Os estudos que fizemos em vários pontos do Guaíba mostram que a circulação é tridimensional, de margem a margem, de Norte a Sul e da superfície até o fundo. Esse escoamento é fluvial tanto no Gasômetro como na Ponta do Dionísio ou lá na Ponta Grossa e em outras sessões do Guaíba. Todas apresentam o mesmo padrão de circulação fluvial. Registramos isso com instrumentos. A vazão é a mesma nos diferentes pontos, o que muda é a velocidade das águas, de acordo com a distância entre as margens. Na frente do Gasômetro, onde essa distância é menor, cerca de 800 metros, as águas passam mais rápido.
Não existe água parada no Guaíba?
Parece estar parada entre os canais, justamente onde se nota mais poluição. É que a troca da água no Guaíba é de uma semana, em média. Durante as enchentes, foi menos de um dia. Se fosse lago, seria muito mais demorado porque a forçante seria o vento, como ocorre na Lagoa dos Patos. No Guaíba, é a gravidade que acelera a troca. Do Navegantes até Itapuã, o Guaíba tem a declividade de dois metros. Imaginar o Guaíba como um lago, com águas paradas, já teria se tornado uma gigantesca fossa, com acúmulo de esgoto cloacal. Ele só não é tão poluído por causa da renovação das águas. O canal que atravessa o fundo do Guaíba controla o escoamento das águas. O problema é que o esgoto está sendo empurrado para a Lagos dos Patos e, depois, para o oceano.
O Guaíba é um local de trânsito das águas e dos sedimentos da chuva que cai no Planalto, por exemplo, então, essa água vai ficar pouco tempo no Guaíba. Nós medimos nos dias 5 e 6 de maio, durante o pico das enchentes, o volume de água descomunal cruzando o Guaíba: foram mais de 30 milhões de litros por segundo. A média de vazão aqui é entre 1 e 2 milhões de litros por segundo. Portanto, o Guaíba não é um reservatório de água, mas um curso hídrico.
Nas cataratas do Iguaçu, o rio Iguaçu é semelhante ao tamanho da bacia do rio Guaíba. Lá tem 82 mil km² e a mesma região climática. E o máximo já medido de vazão foi de 24 milhões de litros por segundo.

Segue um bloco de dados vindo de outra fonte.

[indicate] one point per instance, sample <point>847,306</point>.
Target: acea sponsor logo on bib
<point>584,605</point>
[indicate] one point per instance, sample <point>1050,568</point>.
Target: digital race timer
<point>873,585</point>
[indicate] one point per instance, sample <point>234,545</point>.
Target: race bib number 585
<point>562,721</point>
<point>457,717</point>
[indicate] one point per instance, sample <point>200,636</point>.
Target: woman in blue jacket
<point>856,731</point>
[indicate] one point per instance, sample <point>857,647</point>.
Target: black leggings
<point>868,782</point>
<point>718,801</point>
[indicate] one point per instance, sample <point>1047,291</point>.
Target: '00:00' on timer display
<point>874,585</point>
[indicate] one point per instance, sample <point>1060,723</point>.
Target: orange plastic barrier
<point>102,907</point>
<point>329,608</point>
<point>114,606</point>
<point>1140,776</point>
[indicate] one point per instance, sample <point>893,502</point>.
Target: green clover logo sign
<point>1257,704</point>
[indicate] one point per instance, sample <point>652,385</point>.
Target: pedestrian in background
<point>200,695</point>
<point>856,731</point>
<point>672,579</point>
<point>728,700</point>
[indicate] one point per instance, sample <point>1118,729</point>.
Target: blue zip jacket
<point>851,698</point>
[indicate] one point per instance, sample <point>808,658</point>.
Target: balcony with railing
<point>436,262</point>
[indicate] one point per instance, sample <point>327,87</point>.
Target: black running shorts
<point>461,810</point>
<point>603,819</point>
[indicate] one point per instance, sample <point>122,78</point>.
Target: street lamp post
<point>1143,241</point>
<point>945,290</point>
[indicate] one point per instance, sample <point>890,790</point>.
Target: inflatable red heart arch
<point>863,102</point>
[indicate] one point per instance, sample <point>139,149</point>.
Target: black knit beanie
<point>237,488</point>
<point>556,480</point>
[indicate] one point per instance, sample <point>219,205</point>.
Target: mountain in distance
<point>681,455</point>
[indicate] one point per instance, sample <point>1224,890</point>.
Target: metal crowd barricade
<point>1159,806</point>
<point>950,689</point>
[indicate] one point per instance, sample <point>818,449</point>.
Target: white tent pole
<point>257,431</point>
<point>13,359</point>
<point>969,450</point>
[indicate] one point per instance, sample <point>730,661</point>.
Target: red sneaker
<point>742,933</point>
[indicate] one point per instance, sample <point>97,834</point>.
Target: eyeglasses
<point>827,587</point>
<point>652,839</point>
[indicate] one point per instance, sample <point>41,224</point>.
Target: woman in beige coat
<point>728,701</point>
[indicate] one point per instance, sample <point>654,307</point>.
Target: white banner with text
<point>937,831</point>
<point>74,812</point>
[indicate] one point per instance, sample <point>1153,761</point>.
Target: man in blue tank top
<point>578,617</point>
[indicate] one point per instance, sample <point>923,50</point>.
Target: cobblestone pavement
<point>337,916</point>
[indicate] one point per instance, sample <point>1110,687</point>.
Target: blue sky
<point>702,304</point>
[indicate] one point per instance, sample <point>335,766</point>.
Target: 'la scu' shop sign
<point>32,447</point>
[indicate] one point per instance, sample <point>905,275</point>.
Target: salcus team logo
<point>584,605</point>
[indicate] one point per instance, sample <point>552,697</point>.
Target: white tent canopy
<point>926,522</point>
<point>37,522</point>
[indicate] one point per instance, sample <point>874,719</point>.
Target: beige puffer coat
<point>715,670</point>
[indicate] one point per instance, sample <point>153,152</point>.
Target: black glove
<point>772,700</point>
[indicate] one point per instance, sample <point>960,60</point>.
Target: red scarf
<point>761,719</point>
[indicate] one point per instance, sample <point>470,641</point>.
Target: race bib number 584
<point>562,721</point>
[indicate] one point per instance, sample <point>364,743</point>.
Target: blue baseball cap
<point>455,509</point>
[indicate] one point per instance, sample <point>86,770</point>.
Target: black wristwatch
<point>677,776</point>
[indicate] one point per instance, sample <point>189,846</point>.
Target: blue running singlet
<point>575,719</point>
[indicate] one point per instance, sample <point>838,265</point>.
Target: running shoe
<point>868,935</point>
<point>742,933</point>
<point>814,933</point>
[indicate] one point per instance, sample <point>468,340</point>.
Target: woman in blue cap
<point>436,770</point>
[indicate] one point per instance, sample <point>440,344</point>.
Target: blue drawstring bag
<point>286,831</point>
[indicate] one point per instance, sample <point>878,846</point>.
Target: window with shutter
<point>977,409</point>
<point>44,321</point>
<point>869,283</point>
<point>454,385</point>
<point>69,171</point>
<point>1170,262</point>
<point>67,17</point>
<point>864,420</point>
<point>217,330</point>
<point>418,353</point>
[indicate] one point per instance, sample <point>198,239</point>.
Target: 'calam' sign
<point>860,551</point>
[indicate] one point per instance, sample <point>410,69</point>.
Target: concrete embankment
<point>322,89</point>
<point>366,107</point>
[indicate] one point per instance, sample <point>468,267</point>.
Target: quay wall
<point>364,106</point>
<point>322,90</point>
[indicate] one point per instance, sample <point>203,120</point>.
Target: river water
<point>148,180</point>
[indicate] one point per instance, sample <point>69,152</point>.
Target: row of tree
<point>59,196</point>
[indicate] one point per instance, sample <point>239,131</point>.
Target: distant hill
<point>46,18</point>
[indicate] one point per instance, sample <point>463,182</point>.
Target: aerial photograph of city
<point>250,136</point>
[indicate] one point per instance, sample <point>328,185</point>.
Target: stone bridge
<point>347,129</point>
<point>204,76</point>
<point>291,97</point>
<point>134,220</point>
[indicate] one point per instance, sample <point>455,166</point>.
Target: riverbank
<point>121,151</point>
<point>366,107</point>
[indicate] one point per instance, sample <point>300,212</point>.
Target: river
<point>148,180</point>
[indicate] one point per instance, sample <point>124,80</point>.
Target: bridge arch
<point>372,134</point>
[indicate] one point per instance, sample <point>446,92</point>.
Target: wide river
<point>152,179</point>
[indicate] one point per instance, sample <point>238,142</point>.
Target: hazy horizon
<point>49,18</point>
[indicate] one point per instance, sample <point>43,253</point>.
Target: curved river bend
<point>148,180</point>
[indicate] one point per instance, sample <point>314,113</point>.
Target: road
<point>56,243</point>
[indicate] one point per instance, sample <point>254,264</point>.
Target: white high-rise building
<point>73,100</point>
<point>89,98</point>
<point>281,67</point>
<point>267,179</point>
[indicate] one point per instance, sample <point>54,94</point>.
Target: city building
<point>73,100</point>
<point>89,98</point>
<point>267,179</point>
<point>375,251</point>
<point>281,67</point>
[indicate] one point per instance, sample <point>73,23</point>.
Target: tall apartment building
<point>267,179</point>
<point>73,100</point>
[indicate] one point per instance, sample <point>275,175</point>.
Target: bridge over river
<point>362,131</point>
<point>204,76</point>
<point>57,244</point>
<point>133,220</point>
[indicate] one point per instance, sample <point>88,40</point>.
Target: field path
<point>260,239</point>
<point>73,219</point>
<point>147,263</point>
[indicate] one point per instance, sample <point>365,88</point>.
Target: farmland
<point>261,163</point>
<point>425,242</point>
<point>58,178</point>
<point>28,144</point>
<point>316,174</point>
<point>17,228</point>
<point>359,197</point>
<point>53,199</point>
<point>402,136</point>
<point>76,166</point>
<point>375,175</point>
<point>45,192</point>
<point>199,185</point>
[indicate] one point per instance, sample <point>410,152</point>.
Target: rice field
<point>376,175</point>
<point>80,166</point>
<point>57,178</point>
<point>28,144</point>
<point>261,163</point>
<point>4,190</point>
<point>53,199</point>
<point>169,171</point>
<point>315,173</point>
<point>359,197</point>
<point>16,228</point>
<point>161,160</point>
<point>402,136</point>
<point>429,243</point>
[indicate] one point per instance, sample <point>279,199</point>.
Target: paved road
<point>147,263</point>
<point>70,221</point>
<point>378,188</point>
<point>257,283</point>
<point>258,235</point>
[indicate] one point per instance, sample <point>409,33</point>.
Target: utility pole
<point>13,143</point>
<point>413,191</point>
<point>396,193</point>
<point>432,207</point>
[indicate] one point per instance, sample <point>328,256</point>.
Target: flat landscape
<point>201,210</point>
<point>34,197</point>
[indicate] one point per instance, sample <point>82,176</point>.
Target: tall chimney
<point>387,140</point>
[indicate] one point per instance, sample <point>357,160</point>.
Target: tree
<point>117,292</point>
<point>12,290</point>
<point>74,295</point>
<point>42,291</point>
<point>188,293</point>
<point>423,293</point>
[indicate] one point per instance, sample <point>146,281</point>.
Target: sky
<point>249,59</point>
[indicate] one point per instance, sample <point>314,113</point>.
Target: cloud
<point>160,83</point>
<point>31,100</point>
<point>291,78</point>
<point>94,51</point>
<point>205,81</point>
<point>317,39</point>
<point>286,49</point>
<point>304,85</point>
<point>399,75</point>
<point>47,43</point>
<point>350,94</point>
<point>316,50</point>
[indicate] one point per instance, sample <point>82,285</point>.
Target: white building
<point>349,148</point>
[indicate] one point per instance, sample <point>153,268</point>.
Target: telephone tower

O Guaíba só não tem as cataratas porque as características do terreno são diferentes.
Se a superfície d’água no Guaíba apresenta declividade, basta manter apenas uma régua fixa para monitorar o nível de água?
A régua da SEMA (Secretaria Estadual de Meio Ambiente), apenas uma para monitorar o nível de água, é um equívoco. Manter um ponto de monitoramento para todo o Guaíba como se fosse um lago, é um negacionismo absurdo. A régua que estava na altura da Rodov0iária inundou, e ficou inutilizada, embaixo da água. Agora tem uma na frente do Gasômetro. A SEMA transferiu a cota do Cais para a Usina, usando o conceito do plano horizontal da superfície d’água. Um erro que a Secretaria não reconheceu até agora. Ora, se a superfície é inclinada, como um ponto apenas vai ser suficiente para monitorar o nível? Isso explica porque algumas regiões da cidade inundaram mais que outras. Um aumento de três metros do nível do Guaíba é bem maior no início do declive do que no final. Então, o nível do Guaíba ficou mais alto na Zona Norte do que na Zona Sul. O desnível entre esses dois pontos é da ordem de dois metros. Essa variável não foi ponderada para avaliação dos impactos das enchentes. Portanto, ele não pode ter a mesma cota de inundação em todos os pontos devido à inclinação da superfície da água. Mas, as autoridades não nos ouvem.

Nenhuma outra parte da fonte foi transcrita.